China:  After creating half the country’s wealth in 2005, private enterprises are poised for an even bigger role in the years ahead, a key government think-tank said yesterday in Beijing.

"The non-State-owned sector is projected to contribute three- fourths of China’s GDP in five years, when at least 70 per cent of the country’s firms will be privately owned," the Chinese Academy of Social Sciences predicted in its annual report.

While the private sector lurked in the shadows only a quarter-century ago, its current high profile is a testament to the country’s support policies, but more equitable treatment is needed, industry representatives said at a seminar to mark the release of the report.

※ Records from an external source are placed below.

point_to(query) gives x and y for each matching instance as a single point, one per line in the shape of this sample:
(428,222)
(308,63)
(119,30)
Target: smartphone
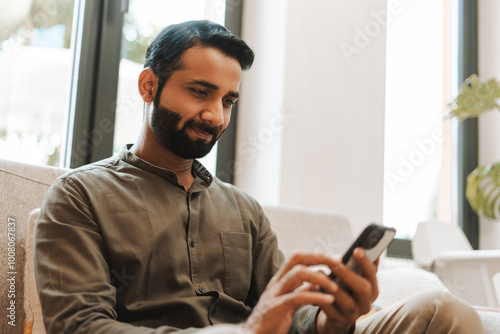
(374,240)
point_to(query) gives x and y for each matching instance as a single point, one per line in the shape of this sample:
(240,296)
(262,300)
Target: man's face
(195,104)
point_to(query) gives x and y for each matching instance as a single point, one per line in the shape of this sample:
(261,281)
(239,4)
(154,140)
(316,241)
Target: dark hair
(164,54)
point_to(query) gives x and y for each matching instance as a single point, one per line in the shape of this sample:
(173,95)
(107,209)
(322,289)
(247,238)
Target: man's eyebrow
(214,87)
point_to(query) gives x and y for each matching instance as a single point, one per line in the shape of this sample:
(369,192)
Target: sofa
(23,187)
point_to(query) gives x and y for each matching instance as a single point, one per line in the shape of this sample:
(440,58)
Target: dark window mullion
(94,91)
(467,154)
(226,148)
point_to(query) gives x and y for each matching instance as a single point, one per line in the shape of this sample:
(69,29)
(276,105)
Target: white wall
(329,146)
(260,109)
(489,123)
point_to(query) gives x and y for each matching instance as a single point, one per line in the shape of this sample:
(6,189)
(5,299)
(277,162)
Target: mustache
(213,130)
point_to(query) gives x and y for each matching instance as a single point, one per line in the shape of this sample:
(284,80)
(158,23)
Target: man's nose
(214,113)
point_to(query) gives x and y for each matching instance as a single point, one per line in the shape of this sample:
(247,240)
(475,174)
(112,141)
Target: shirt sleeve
(72,271)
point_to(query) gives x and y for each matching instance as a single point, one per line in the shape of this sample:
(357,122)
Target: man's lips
(202,134)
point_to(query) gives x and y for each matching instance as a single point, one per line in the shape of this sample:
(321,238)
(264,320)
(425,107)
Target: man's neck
(160,156)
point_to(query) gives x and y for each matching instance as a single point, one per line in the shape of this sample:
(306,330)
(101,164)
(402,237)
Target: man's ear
(148,84)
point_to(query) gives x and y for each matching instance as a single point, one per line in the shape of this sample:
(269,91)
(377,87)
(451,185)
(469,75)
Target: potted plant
(483,183)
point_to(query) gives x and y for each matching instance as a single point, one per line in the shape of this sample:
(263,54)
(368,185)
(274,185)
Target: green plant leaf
(475,97)
(483,190)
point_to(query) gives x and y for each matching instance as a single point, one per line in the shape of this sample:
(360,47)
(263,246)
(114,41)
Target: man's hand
(342,314)
(294,285)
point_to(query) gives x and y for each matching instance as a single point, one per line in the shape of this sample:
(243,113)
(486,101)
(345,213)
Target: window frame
(467,131)
(90,131)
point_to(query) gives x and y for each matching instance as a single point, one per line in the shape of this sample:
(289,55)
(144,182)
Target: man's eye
(229,102)
(199,92)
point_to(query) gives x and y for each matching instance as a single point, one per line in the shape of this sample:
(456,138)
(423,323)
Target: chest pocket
(237,252)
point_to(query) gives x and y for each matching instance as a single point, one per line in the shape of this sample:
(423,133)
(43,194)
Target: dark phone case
(369,240)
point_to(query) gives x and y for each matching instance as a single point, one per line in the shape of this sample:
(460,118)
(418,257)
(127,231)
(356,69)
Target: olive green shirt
(121,247)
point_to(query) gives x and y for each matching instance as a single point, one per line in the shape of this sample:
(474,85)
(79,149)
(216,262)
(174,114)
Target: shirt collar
(202,176)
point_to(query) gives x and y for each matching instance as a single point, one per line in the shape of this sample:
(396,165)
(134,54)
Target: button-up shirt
(122,247)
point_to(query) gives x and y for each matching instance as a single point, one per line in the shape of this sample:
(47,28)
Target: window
(420,140)
(69,71)
(35,72)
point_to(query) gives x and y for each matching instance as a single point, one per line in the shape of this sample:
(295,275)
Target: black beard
(165,125)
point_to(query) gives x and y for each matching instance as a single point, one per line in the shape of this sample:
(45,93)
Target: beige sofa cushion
(23,188)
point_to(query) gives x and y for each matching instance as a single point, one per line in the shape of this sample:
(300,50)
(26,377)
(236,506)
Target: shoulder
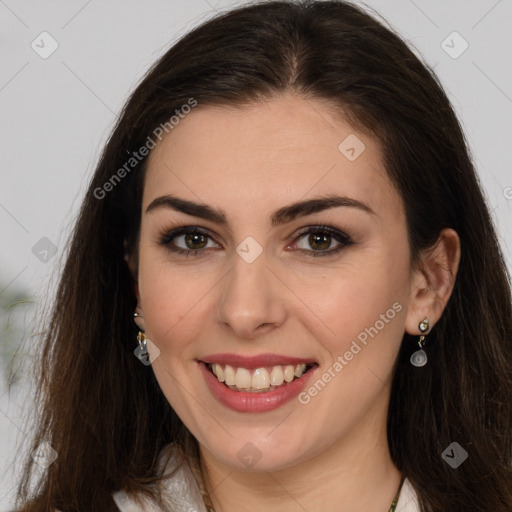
(408,500)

Based on data from the National Bureau of Statistics, the "Blue Book of the Non-State-Owned Economy" revised earlier estimates that domestic private businesses have contributed one-third to China’s GDP in recent years.

The latest findings raised their contribution to 50 per cent last year. They also provided eight out of 10 new jobs in non-agricultural sectors.

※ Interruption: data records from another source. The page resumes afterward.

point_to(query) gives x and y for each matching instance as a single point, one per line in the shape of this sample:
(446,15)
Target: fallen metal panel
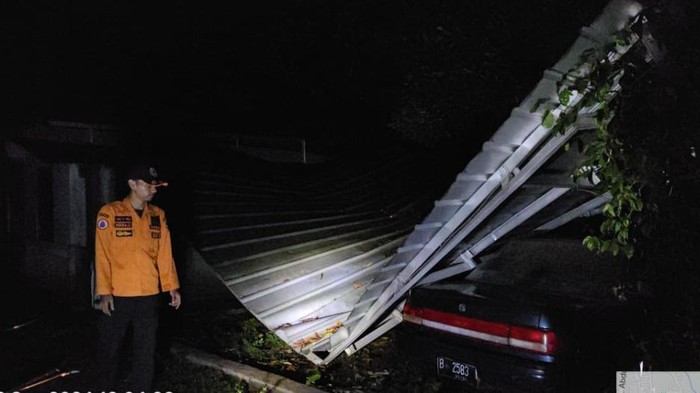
(330,283)
(489,178)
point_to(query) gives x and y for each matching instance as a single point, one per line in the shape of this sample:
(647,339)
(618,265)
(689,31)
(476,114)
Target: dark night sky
(276,67)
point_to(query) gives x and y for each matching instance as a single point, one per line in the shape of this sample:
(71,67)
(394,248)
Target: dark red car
(540,315)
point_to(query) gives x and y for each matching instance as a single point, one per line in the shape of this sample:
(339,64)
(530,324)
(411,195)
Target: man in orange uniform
(133,265)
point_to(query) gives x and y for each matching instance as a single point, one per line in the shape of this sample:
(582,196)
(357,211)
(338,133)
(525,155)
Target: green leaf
(591,242)
(548,119)
(564,97)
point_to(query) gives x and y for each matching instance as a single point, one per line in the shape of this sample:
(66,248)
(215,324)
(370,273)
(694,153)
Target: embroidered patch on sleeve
(155,222)
(122,222)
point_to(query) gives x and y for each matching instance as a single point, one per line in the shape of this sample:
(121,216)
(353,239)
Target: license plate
(457,370)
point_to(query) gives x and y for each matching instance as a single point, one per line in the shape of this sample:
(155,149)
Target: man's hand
(175,298)
(107,304)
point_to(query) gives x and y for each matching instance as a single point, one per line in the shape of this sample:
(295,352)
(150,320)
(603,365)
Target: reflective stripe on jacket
(133,255)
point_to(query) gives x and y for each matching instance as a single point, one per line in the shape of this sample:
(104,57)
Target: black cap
(145,172)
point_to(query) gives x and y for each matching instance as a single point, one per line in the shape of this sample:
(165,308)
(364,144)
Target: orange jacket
(133,255)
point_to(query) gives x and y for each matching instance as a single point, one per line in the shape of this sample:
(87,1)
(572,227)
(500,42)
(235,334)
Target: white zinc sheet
(329,296)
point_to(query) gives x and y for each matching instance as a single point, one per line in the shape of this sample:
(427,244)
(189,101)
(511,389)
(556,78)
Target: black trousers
(141,314)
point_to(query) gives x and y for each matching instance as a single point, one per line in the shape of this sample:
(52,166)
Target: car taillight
(532,339)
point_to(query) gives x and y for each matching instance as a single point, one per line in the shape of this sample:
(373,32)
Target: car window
(562,266)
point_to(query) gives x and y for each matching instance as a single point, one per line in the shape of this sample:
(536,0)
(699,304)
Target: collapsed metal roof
(325,267)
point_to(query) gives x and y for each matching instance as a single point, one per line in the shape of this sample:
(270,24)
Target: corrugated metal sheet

If the quantum contributed by overseas-funded ventures is added, the private economy accounted for roughly 65 per cent of the national economy in 2005 and the ratio is expected to jump to 75 per cent by 2010, the report says.

Private enterprises have proliferated, especially in recent years, when the government set out constitutional guarantees and policy incentives to buoy the healthy development of the sector and protect the property of entrepreneurs.

As a result, they have galloped into industries once dominated by State-owned enterprises.

For example, private firms generated sales of 797.3 billion yuan (US$101 billion) last year an annual growth of 55 per cent since 2000 in smelting and processing of ferrous and non-ferrous metals alone. They have also invested in sectors such as post and communications, power and coal gas, according to the report.

In tandem, the growth rate of taxes paid by the private sector has by far surpassed that of State companies and the sector has become a major contributor to State coffers.

Over the past five years, taxes paid by private firms grew by at least 40 per cent a year, compared with an annual increase of less than 7 per cent by State businesses.

"In many a local region in China, tax revenue generated by the private sector accounts for over 80 per cent of local government revenue," the report says.

Despite their stellar performance, said Gu Shengzu, vice-chairman of the All-China Federation of Industry and Commerce, private companies still face barriers in securing financing, which was hobbling their development.

Less than 10 per cent of total bank lending goes to domestic private firms while overseas-invested businesses enjoy preferential treatment in taxation and financing, he pointed out.

Chen Yongjie, one of the main authors of the report, said private companies must be given a level playing field promised to them in terms of market access, financing and tax policies.

Chen said he believed that a group of conglomerates competitive in both local and global markets would emerge in the private sector by 2010.

"Some of them will join the ranks of the Global 500," he forecast.